If ever a father enjoys and is actually good at dressing his girls with laced shirts and floral-patterned cotton skirts, that man is Eric Vallat.
For the past couple of years, the father of three daughters and chief executive officer of French high-end children's wear brand Bonpoint has not only been the "free fashion adviser" at home for "four of the most important women in his world", but also a trendsetter that has shaped the wardrobe of such well-publicized figures as Harper Seven Beckham, the latest baby daughter of Victoria and David Beckham, offspring of US President Barack Obama and scions of Hollywood celebrities and European royal families.
Now, at 41, he is setting his sights on the wardrobes of the precious single child in millions of Chinese families.
"I have three most difficult 'customers' at home. I have served them very well and now I think it's time to move on to a more challenging (clientele)," said Vallat while sitting comfortably on a brown sofa in the brand's store in Shanghai's most sleek shopping mall.
"Of course, we don't want to miss the fast train of China," Vallat added.
Founded in 1975, Bonpoint started off as a "mom-and-pop" children's apparel store on the Boulevard Saint-Germain on the Left Bank in Paris, with Marie-France Cohen, the "mom", as the core spirit of the business. A descendant of a Parisian upper-class family, Cohen quickly and successfully made the brand a household name in the world fashion capital by offering what is called "effortless chic for kids".
While the founder has now shifted her interest mainly to charity work, selling the business to French luxury group EPI, where Vallat reigns, the store has remained a cult wardrobe for some of the world's most famous mothers such as Katie Holmes, Angelina Jolie and Kate Moss, who have been known to dress their daughter head-to-toe in signature items such as little pin-tucks and fitted Harris Tweed coats or gorgeous Liberty-print dresses from the store.

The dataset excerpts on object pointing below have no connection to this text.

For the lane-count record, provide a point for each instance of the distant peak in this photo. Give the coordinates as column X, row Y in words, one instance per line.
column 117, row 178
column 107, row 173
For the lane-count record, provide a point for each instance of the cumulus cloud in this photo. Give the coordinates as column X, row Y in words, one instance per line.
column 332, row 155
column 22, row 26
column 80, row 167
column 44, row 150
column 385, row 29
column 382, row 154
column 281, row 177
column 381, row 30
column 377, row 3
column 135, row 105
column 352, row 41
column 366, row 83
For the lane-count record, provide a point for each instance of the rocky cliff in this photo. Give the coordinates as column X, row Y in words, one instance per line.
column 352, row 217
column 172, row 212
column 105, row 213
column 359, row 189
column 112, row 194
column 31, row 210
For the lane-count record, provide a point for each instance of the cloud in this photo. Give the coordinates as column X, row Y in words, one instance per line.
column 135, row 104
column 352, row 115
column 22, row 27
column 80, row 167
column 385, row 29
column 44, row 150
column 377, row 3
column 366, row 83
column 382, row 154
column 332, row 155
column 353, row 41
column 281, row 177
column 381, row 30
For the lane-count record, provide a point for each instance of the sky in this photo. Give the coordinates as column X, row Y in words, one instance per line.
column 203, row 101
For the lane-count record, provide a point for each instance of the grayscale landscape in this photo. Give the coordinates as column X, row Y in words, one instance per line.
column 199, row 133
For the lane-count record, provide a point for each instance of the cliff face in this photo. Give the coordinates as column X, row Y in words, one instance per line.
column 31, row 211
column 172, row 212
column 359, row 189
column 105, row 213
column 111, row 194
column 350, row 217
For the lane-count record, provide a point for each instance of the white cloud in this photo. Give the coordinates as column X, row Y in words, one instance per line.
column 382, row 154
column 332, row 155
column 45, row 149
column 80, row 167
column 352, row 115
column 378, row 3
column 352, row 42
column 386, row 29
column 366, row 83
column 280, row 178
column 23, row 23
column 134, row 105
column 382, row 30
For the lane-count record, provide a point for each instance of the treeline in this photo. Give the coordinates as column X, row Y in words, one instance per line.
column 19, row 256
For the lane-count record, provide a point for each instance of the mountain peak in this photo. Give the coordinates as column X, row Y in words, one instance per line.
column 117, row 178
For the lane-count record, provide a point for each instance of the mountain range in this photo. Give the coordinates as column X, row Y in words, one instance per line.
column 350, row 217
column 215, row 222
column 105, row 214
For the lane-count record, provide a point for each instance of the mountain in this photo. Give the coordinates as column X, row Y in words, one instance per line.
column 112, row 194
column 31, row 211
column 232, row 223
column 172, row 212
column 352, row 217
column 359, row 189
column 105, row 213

"For sure it helps the store to have celebrities coming almost every week, but we don't want to play on it too much as if we invited them for a show. It's all personal," said Vallat.
But in China, a market the brand entered a mere six years ago, Vallat believes the key to growth is not serving a Suri, (the daughter of Tom Cruise and Katie Holmes and perhaps the world's youngest fashion icon) but dressing millions of Suris from middle-class families, the most powerful customers in the Chinese luxury market.

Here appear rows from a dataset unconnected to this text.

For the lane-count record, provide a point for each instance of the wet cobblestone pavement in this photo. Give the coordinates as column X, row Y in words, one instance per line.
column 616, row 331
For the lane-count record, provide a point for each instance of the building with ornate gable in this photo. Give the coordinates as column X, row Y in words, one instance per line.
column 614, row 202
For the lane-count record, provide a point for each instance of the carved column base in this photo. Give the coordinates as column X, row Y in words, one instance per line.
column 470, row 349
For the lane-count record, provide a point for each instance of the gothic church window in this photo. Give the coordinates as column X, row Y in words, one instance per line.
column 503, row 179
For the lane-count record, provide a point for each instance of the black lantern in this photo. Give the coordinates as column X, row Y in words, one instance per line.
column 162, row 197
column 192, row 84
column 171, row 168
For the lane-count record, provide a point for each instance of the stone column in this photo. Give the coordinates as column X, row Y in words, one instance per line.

"In luxury, it always starts with women, then men, then children. In China, it may start with men, gain momentum from women, but now it's definitely the time for children," said Vallat, who has been in the industry since 1996, when he became a store manager for Louis Vuitton Avenue Montaigne, Paris, after leaving the bank industry.
A report released in October by the US business consulting firm Frost & Sullivan predicted that by 2015 the market for youngsters' clothes in China would keep growing at a high rate close to 20 per cent annually.
"With the arrival of the fourth Chinese baby boom since 1949, the market is welcoming a new generation of clientele mostly dominated by the post-1980s generation, who were born after the country's economic reforms and who are less price-sensitive and more brand-aware," the report said.
"We had a very slow start when coming to China in 2006 because we started our first boutique in the country as a street store, as we did in Paris. But after relocating to Plaza 66 (one of Shanghai's most high-end department stores), business started to pick up very quickly," said Vallat.
Although the Chinese market still accounts for a very small proportion of income for Bonpoint - no more than 5 per cent - it is quickly catching up thanks to a double-digit growth rate. Vallat forecast it will contribute at least 10 per cent of sales to the French house as young parents in the country seem happy to spend 1,000 yuan (S$194.96) apiece on cotton dresses and jackets.